An untidily-bearded warden blocked my path as I sought to approach Eva. “Piss off, idiot mute. Head on back to your own degenerate magus.”
My fist slammed into his face before I could think about it, sending the warden sprawling in the dirt with a split lip. He lay dazed and bleeding.
These muscles remembered exactly how to punch with maximum force, and were far more proficient than I had ever been. Apparently this body was used to reacting to aggression with extreme violence, and the merest twitch of muscle had set it off. Magic influenced the body and the body and its Gift influenced the magic, that much was common knowledge, but no magus had truly explored the role of the mind on the other two – how could they without slipping on a new suit of meat?

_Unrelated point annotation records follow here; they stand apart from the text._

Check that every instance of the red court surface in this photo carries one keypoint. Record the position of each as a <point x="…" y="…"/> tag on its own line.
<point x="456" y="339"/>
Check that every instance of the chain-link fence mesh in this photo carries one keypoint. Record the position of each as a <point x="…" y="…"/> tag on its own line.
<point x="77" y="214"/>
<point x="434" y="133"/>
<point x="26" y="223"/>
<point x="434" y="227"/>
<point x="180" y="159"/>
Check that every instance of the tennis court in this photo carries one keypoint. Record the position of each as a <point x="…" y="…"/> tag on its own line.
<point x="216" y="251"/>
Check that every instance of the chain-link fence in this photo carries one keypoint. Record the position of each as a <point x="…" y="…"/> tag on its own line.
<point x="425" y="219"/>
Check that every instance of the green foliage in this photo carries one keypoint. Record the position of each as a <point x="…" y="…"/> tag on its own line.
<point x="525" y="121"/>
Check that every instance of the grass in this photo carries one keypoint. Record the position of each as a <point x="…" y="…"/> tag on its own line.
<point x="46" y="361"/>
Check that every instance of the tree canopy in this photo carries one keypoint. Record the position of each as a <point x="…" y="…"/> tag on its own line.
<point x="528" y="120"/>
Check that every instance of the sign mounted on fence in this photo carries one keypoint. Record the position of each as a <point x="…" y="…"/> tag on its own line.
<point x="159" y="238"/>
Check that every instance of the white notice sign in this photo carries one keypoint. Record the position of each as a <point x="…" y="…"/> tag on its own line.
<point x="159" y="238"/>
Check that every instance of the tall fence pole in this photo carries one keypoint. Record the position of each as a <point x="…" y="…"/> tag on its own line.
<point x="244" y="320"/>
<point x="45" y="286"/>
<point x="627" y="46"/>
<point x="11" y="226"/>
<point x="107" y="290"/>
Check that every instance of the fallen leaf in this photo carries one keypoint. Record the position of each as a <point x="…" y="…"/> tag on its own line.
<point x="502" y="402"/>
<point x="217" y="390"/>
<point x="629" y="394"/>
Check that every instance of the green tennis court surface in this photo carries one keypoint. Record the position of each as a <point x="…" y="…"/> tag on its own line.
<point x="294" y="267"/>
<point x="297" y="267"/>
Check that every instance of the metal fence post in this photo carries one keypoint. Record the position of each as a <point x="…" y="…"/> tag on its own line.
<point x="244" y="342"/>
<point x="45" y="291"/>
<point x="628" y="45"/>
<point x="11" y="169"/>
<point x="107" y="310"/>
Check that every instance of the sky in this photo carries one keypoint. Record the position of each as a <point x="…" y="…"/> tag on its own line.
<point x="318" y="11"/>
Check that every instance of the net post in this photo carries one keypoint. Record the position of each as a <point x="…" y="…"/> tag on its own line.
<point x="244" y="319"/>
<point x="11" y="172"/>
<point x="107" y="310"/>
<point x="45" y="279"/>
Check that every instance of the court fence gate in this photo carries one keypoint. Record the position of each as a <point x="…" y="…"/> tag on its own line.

Eva’s wardens closed ranks around her. The spearman nearest me levelled the point at my chest.
Fuck off, I told him. “Righto,” he said, and wandered off as the other wardens looked on in disbelief.
Eva turned and grimaced. “Leave me; this one is Edrin Walker’s aide.” The way she emphasised that last word left me in no illusion that she would be most displeased if I horrified them by revealing who was really behind this face. These people had no real need to know about that, and if they already thought my mental trickery was worrying then this would be an utterly nightmarish situation for them. They would not be in the right mind to do their job.
“Hello,” I said cheerily as I wandered over to her. “I’m here to watch your back.”
She sighed. “Yes, because you have proven so good at watching your own.”
I pouted. “Unfair.” “But accurate,” she replied. “If you are sticking around then you will be polite and obey the orders of the magi, as befits an unGifted warrior.”